Los Angeles Times
Congressional Republicans were shocked, shocked, when President Obama circumvented a Senate filibuster by appointing a director for the new Consumer Financial Protection Bureau without the consent of Congress. The appointment of former Ohio Attorney General Richard Cordray did, in fact, push the edge of the constitutional envelope. But it was a rational response to an increasingly gridlocked Congress and a growing willingness among lawmakers to employ procedural tools to stop the executive branch from functioning.
Under Article 2 of the Constitution, major positions in the executive and judicial branches are filled by the president with the “advice and consent” of the Senate. While the Senate is in recess, the president may appoint people to fill vacant positions through the end of that annual session of Congress as well as the next one.
The problem with the Cordray appointment is that when the Senate closed up shop on Tuesday (after conducting exactly 41 seconds worth of business), it adjourned only until Friday. That’s because the Republican-controlled House, using an obscure requirement in the Constitution in an effort to stymie Obama, refused to let it adjourn for more than three days. Although the Constitution doesn’t define what a “recess” is, presidents had not invoked their power to make recess appointments in recent decades unless Congress was on at least a 10-day break.
House Republicans borrowed their tactics from Senate Democrats, who held perfunctory sessions with a skeleton crew of lawmakers to deter President George W. Bush from making recess appointments late in his second term. So neither party has clean hands. More broadly, Obama’s move is an escalation of a separation-of-powers battle that dates back at least three decades, and has gradually intensified to the point at which individual senators now hold up nominees to routine executive branch posts in order to extract concessions on other issues.
That’s the bottom line in Cordray’s case. Senate Republicans have said they don’t object to Cordray leading the new bureau. Instead, they want to force the White House to agree to subject the bureau to congressional budgeting and greater oversight by other banking regulators. Those are legislative disputes, not personnel matters.

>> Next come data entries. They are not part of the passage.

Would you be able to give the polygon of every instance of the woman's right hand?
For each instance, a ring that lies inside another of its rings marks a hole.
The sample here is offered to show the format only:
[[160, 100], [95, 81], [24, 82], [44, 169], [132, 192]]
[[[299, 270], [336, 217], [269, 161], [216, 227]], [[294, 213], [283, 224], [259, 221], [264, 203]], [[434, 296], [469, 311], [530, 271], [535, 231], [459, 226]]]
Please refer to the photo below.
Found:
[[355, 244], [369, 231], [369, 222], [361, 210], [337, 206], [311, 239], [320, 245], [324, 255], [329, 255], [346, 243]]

The legal questions raised by Cordray’s appointment could ultimately upend any rules the new bureau may adopt for payday lenders and others outside the banking system. So while Obama’s tactic plays well with Democrats, it may not help the people the bureau was designed to protect. Nevertheless, Republicans can’t complain about Obama resorting to extremes when the Senate so dramatically contorts the notion of “advice and consent.”